When Gratitude Is Toxic

Of all our spiritual practices, the one thing we know we can depend on is gratitude, right?

WRONG.

Gratitude is indeed a blessed, beautiful, important practice, when it is sincere. But when forced, gratitude can be manipulative, toxic and a waste of time.

I spent my 20’s dating, engaged, then married to a wonderful man. This was a man who served me at every turn. He was supportive and caring. I thought I had the husband of the century. So when I felt that something was off in the relationship and developed a mysterious resentment towards him, I figured the problem had to be me.  I was convinced I just needed to become more grateful for what I had.

I wrote gratitude lists for all the qualities I loved about him, which sounds like a nice, wise, spiritual thing to do. But when it came down to it, I wasn’t writing those lists because I was grateful. I was trying to turn up the volume on “grateful”, in order to the volume down on my truth.

Ten years into the relationship, he revealed a deep betrayal that had been going on since day ONE.  Do you know what I feel grateful for now, five years later? MY INTUITION.

In this instance, gratitude caused me not to trust myself. It quieted the spiky, suspicious voice of my truth; soothing and smoothing it like a honey-voiced Professor Umbridge from the Harry Potter movies.

Gratitude was like the shrunken gel air freshener in a smelly gas station bathroom.

Genuine gratitude is of course, important. But when used to push our feelings away, gratitude can be downright toxic. (click to tweet)

An example of this from my current life is the city in which I live. I hate living in North Carolina.

There, I said it.

Am I grateful for the lessons I’ve learned here, and the wonderful people I’ve met? 100%.  Am I grateful for the river, the mountains, the crickets I hear at night? About 20%. I’m a city girl, through and through. In the words of Walt Whitman, “Keep your quiet places by the woods, give me the streets of Manhattan!”

Here’s the thing – that does not make me ungrateful.  It makes me HONEST.

In my new book Club Macaron (available now through May 31st), there is an entire chapter dedicated to this particular kind of honesty, which is what I call Vérité.

Vérité is the French word for truth, but its meaning goes deeper than one word. Vérité is the truth beneath the truth.  Vérité is not nice, nor is it mean.  It is the truth that can’t be glossed over with gratitude.  It is the truth that takes a bit longer to rise because it is not coming from the knee jerk reaction of “I’m fine.”

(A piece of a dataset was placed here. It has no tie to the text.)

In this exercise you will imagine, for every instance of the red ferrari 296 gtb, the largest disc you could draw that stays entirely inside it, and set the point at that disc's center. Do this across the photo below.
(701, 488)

The moment you enroll in Club Macaron you will receive instant access to the print and PDF book with a whole chapter on Vérité (how to listen for it, speak it, and live it) as well as a members-only class on The Art of Assertiveness.

Ready to trade in forced gratitude for silver tongued truth telling?

Club Macaron is only available for a limited time, click here to join us now!

10 comments

  1. One city girl to another…. LOVE this post! Enjoying your writing and interesting to learn u r in NC. I am traveling thru NC this week on a road trip! Sohoo many trees!

  2. Wow. Thank you so much for this. I had an eerily similar experience in my former marriage and I truly appreciate your honesty – no need to cover up real feeling and intuition with niceties – it’s a lesson I’m still learning. Love your post.

  3. Confirmed and thank you!!!! I also spent too many moons trying to convince myself to appreciate what I had in my “so far from perfect” marriage. I came to the realization that being hopeful was not my friend either…it kept me in limbo…at the end of the day, you truly need to listen to yourself and do what is right for you and only you!

  4. I love This! Sometimes, I feel I push myself to be “grateful” instead of honest (classic spiritual bypass!). Great reminder that it’s okay to be honest.